GSoC - 2
Welcome back !! So we are done with our first phase of the project and are shifting into the second one. I will be keeping this blog short since most of the details of the refactor have already been written in my previous post.
By the time I was writing my previous post I had a pretty decent idea of how I would be doing each of the refactors. We had already decided that we may not have to implement all of them because Vaex might render a few of those changes redundant.
I started out by writing a proof-of-concept to remove the column where partition function was added. Only the case of equilibrium molecules was handled here. The idea was to make use of pandas’ dictionary efficiently and remove the column. With the proof-of-concept we could conclude that not only did this approach reduce memory, but it also reduced CPU pressure by around 2x. For the lines of HITEMP-CH4
molecules for the waverange 2000-3000 previously the dataframe occupied 1.2 GB but with this method we could compress that to around 100 MB. 1
Apart from this I wrote down another notebook that demostrated that we can radically improve memory usage by crunching the datatypes of the columns of HITRAN/HITEMP
molecules.
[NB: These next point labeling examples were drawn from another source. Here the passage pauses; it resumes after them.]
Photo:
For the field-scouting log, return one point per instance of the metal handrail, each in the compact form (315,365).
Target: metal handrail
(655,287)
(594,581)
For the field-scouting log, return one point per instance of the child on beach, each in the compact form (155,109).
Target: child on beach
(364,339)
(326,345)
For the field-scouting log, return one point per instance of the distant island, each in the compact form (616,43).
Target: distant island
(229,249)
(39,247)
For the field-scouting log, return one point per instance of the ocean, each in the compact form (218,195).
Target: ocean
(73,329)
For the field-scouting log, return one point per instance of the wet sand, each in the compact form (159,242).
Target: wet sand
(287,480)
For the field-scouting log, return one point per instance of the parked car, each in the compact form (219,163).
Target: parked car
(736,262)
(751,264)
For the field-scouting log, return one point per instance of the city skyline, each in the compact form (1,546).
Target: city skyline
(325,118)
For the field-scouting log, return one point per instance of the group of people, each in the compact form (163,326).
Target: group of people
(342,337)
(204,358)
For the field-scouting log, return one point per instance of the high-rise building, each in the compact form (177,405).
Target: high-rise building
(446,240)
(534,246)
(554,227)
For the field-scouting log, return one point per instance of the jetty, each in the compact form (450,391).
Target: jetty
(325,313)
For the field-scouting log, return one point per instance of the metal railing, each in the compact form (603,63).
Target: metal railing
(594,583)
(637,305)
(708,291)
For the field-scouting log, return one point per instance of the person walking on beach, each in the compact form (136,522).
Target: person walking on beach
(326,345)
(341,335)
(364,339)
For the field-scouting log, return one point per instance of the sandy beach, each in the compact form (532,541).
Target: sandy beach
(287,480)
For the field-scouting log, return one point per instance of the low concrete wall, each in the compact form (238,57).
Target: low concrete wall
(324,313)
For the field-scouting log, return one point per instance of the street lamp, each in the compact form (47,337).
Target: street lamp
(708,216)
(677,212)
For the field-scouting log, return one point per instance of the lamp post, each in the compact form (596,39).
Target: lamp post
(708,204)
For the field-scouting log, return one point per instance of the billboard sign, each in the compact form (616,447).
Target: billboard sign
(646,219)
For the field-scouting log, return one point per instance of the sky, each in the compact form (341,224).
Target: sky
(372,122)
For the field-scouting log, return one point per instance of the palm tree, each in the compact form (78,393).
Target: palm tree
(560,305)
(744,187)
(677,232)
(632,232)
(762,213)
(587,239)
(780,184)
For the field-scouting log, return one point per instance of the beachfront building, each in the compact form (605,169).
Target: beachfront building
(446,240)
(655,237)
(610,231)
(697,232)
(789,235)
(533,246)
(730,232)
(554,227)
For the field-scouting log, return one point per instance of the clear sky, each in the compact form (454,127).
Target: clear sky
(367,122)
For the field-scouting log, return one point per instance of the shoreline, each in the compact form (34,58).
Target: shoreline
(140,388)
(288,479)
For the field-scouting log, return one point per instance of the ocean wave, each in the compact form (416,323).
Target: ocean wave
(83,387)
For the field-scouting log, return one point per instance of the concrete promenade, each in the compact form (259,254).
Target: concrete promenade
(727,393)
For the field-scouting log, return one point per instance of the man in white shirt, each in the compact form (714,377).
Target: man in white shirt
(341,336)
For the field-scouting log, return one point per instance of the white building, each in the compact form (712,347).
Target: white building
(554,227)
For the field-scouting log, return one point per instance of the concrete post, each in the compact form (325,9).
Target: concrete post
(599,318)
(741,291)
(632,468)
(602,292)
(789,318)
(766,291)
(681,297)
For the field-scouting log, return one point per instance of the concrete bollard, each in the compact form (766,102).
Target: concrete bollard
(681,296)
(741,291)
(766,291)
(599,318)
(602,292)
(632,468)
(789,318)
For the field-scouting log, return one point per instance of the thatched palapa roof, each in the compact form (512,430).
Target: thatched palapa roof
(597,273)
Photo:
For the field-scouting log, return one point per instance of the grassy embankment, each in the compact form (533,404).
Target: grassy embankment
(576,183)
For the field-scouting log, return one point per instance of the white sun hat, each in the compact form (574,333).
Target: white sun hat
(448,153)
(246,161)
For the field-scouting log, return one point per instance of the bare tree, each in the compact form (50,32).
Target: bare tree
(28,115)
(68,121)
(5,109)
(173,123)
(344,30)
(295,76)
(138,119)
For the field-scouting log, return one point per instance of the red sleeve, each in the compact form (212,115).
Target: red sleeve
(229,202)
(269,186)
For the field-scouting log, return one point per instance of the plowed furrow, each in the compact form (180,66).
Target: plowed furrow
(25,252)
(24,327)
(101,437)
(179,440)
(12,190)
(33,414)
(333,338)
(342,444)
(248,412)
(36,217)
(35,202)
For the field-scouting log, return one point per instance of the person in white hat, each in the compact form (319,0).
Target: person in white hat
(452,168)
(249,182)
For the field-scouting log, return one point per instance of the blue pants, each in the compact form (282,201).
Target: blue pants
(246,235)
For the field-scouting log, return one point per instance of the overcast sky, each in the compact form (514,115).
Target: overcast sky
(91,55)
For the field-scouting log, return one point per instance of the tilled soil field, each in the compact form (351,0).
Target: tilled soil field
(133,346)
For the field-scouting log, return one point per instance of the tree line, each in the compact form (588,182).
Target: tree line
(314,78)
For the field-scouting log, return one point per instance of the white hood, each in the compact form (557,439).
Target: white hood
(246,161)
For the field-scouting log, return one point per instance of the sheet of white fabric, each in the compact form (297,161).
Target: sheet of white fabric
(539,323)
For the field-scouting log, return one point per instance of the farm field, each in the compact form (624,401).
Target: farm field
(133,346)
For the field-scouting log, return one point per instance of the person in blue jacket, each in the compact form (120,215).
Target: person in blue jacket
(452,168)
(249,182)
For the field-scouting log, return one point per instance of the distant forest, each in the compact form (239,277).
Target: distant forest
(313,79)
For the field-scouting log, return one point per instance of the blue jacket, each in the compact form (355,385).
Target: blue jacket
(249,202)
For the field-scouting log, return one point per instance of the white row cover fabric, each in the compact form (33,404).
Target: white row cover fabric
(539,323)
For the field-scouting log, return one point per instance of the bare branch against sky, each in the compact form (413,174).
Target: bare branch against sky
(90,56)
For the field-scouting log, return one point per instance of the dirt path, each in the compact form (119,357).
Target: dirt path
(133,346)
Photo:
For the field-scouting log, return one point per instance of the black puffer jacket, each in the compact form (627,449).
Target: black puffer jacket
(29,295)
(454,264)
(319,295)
The notebook just contains elementary operations to arrive at the right datatype for each of the column. We haven’t implemented this into the codebase yet because we still haven’t figured out what we will be doing with the missing lines. A problem I had already mentioned in my first post. 2
I was somehow able to sneak my way into successfully completing GSoC phase one with feedback that has pumped me to do even better. I am looking forward to the second phase and hope to deliver.